Bisnis.com, JAKARTA – Banyak investor berharap Desember akan menjadi musim panen untuk trading saham berkat momentum window dressing. Tapi apakah window dressing itu harus?
Senior Analyst Henan Putihrai Sekuritas Liza Camelia Suryanata mengatakan bila window dressing itu tidak harus. Menurutnya momentum tersebut bukan sesuatu kewajiban bagi para manajer investasi.
“Terlebih ketika IHSG secara teknikal sebenarnya sudah mencapai target konservatif tahun ini di sekitar 6.750,” katanya kepada Bisnis pada Selasa (30/11/2021).
Liza menambahkan terdapat beberapa faktor yang bakal mempengaruhi window dressing tahun ini.
Pertama munculnya varian baru virus Covid dari Afrika Selatan yaitu Omicron yang dipercaya mengandung dua kali lebih banyak mutasi daripada Delta.
Kedua, beberapa negara Eropa kembali menerapkan lockdown serta bersiap untuk serangan Covid yang ke sekian kalinya.
Ketiga, faktor dari dalam negeri seperti pengetatan PPKM pada akhir tahun juga akan memberikan dampak.
Baca Juga
“Keempat pasar akan cenderung lebih volatile karena selain ancaman varian baru Covid-19 di atas, pasar akan masih dibayangi oleh persiapan kenaikan suku bunga akibat tapering yang bahkan sudah dimulai beberapa negara seperti Korea Selatan dan New Zealand,” imbuhnya.
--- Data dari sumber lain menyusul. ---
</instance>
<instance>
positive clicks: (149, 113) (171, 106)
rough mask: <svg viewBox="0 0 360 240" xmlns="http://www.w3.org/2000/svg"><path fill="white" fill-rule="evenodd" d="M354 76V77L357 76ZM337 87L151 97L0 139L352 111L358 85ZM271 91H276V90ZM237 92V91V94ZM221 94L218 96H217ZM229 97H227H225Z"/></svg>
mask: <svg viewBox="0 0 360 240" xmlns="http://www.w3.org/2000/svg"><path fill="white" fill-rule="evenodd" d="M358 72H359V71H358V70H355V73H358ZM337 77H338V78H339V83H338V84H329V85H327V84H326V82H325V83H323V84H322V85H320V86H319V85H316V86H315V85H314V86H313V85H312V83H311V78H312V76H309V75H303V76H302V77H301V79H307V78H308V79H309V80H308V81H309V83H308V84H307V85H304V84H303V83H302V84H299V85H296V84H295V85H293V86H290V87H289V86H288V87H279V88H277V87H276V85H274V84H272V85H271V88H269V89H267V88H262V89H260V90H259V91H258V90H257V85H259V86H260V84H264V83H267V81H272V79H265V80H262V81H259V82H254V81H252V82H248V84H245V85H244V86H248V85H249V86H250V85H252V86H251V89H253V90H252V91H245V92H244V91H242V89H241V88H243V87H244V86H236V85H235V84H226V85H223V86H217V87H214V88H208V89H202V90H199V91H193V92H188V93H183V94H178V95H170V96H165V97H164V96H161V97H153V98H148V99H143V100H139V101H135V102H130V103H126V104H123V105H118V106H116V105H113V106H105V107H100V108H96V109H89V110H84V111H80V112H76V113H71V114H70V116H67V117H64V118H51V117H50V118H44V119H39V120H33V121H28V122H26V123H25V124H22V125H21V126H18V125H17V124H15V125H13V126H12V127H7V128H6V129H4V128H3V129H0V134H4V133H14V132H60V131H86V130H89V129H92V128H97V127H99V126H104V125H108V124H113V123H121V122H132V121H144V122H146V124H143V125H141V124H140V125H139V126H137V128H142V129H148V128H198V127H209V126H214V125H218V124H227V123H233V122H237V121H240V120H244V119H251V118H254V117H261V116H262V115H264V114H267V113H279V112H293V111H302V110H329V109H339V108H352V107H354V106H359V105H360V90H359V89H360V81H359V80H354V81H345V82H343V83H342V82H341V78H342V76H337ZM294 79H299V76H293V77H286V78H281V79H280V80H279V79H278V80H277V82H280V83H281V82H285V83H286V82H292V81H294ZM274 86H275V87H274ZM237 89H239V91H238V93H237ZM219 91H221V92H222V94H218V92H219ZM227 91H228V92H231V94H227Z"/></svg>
Dia menilai cepat atau lambat hal serupa akan berimbas pada Indonesia yang sebenarnya masih membutuhkan kebijakan moneter longgar agar mampu mendongkrak belanja masyarakat dan korporasi lebih lagi.
Dia berharap OJK mampu mengakomodir rencana IPO sejumlah perusahaan teknologi demi melancarkan inflow ke pasar modal.
Kelima, pasar Indonesia didorong oleh sektor komoditas akan sulit karena supply and demand global yang terancam macet lagi kembali memperlambat revenue perusahaan yang baru mulai pulih.
“Jadi, untuk target akhir tahun, saya berpendapat jika IHSG masih bisa dipertahankan di atas level support 6.500, atau bahkan mampu ditutup sekitar range resistance 6750-6850 itu akan sudah cukup baik,” pungkasnya.